Der politische Machtzuwachs der Freikirchen findet durchaus eine Entsprechung in der Bevölkerung. Nach Angaben des brasilianischen Statistikamtes IBGE steigerten Freikirchen und Pfingstgemeinden ihren Anteil an der brasilianischen Bevölkerung zwischen 2000 und 2010 von 15 Prozent auf 22 Prozent. Im gleichen Zeitraum ging der Anteil der Katholiken von 74 auf 68 Prozent zurück.
Mittel der Macht
Ursache für die politische Macht von Pastoren und Predigern sind aber nicht allein die Millionen von Gläubigen, die für "ihre" christlichen Abgeordneten stimmen und sich eine "Jesuskratie" wünschen. Nach einer neuen Studie des Instituts für religiöse Studien (Iser) aus Rio de Janeiro in Zusammenarbeit mit der Heinrich-Böll-Stiftung geht der Kampf um politischen Einfluss auch auf die starke Konkurrenz zwischen Freikirchen und Katholizismus in Brasilien zurück.
"Der Wettkampf hat sich vom religiösen Spielfeld in die Politik verlagert, weil politische Macht eine Garantie für die Präsenz im öffentlichen Raum ist", erklärt Christina Vital, die Autorin der gerade veröffentlichten Studie über das Verhältnis zwischen Religion und Politik in Brasilien. "War die katholische Kirche damit bisher nicht immer erfolgreich?", fragt Autorin Vital.

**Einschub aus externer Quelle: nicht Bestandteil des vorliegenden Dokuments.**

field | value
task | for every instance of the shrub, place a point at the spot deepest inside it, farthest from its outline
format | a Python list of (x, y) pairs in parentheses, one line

Laut der Untersuchung begnügen sich die Freikirchen und Pfingstgemeinden nicht mit Gottesdiensten. Sie fordern vom Staat dieselben Rechte ein, die auch die katholische Kirche in Anspruch nimmt: Religionsunterricht an öffentlichen Schulen, religiöse Betreuung von Häftlingen, religiöse Krankenhäuser und Schulen und politische Lobbyarbeit.
"Die evangelikale Bewegung hat dazu geführt, dass alle Glaubensgemeinschaften in Brasilien mehr in der Öffentlichkeit wahrgenommen werden", lautet eine Schlussfolgerung der Studie. Die religiösen Anführer verteidigten deshalb ihre Werte und Traditionen im Rahmen der Meinungsfreiheit und forderten ihr demokratisches Recht auf Teilhabe an der politischen Entscheidungsfindung ein.
Religiöse Brasilianer
Beim religiösen Wettbewerb im demokratischen System verfügt die katholische Kirche, die einst die portugiesischen Kolonialherren zur Staatsreligion erhoben, immer noch über einen klaren Vorsprung. "Beim Religionsunterricht übt die katholische Kirche immer noch ihre traditionelle Vormachtstellung aus", meint der deutsche Religionswissenschaftler Frank Usarski, der an der PUC-Universität São Paulo unterrichtet. "Es gibt viele Pfingstgemeinden, die das ändern wollen und die gleichen Rechte für sich beanspruchen."
Glaubensfragen haben in Brasilien trotz der verfassungsrechtlich vorgeschriebenen Trennung von Kirche und Staat einen hohen Stellenwert. 90 Prozent der rund 200 Millionen Einwohner bekennen sich zum christlichen Glauben. Nach der 2010 von der Getúlio-Vargas-Stiftung (FGV) veröffentlichten "Landkarte der Religionen" betrachten 89 Prozent Religion als wichtiges Thema. Die Hälfte der befragten Brasilianer gab an, regelmäßig Gottesdienste zu besuchen.
Auch die Väter der brasilianischen Verfassung von 1989 stellten ihr Werk in der Präambel ausdrücklich "unter den Schutz Gottes". Sogar auf den Banknoten der brasilianischen Währung "Real" steht in großen Buchstaben: "Deus seja louvado" – Gott sei gelobt.